Past, present and future
According to Maria Mina, a part-time lecturer at the English Department who specializes in science fiction, the dystopian world is essentially a failed utopia. While utopian novels speculate as to what a perfect society might be like, dystopian novels paint a much bleaker picture of reality. “We cannot point to a single text and say, ‘This is the beginning of dystopia,’ but we can do that with utopia,” Mina explains. Usually interpreted as a social satire, Thomas More’s iconic Utopia (1516) was the very first of its kind. It was set in a fictional island with its own unique set of customs, which contradicted those of European society at the time.
“On the surface, dystopia has the appearance of a utopia,” Mina explains. “The majority of the people who dwell in it embrace it, even when it opposes them.” Both feature a regulated society where the fate of the individual rests in the hands of the state. But while totalitarian rule breeds peace and order in a utopia, this desire for perfection can eventually lead to self-destruction in a dystopia. Mina cites the release of H.G. Wells’ The Time Machine (1895) as a pivotal moment in dystopian literature because of its setting. Before it was published, most dystopian stories were set in a different place; Wells’ novella, on the other hand, is set in a distant time, following the Time Traveller nearly 30 million years into the future. He is shocked by what he finds because, as Mina claims, “[dystopia] is the nightmare of the future.”
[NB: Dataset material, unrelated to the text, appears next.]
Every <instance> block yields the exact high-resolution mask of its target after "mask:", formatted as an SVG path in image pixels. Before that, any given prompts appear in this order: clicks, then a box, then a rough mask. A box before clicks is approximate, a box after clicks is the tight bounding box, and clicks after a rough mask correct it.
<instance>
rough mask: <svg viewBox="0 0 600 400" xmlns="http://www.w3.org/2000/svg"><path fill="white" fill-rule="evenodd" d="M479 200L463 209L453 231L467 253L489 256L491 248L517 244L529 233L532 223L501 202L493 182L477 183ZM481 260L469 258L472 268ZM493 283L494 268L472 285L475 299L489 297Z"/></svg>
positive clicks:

The dystopia largely came about due to society’s disillusionment with science. Although science was first seen as a life-saving force, its reputation eventually took a turn for the worse, especially in the wake of two World Wars and the atomic bombings of Hiroshima and Nagasaki. “Science for us is, at best, a double-edged sword,” Mina says. “We think of it as something that’s far more likely to kill us than save us all. ”Jocelyn Martin, Ph.D., an assistant instructor at the English Department with a specialization in trauma studies, adds that the popularity of the genre grew more pronounced after the end of the Cold War, the crumbling of the Berlin Wall and the 9/11 attacks. In this modern day and age, the enemy can no longer be easily identified. “This global unease reveals itself in the interrogation of the status of the heroin recent films,” she adds.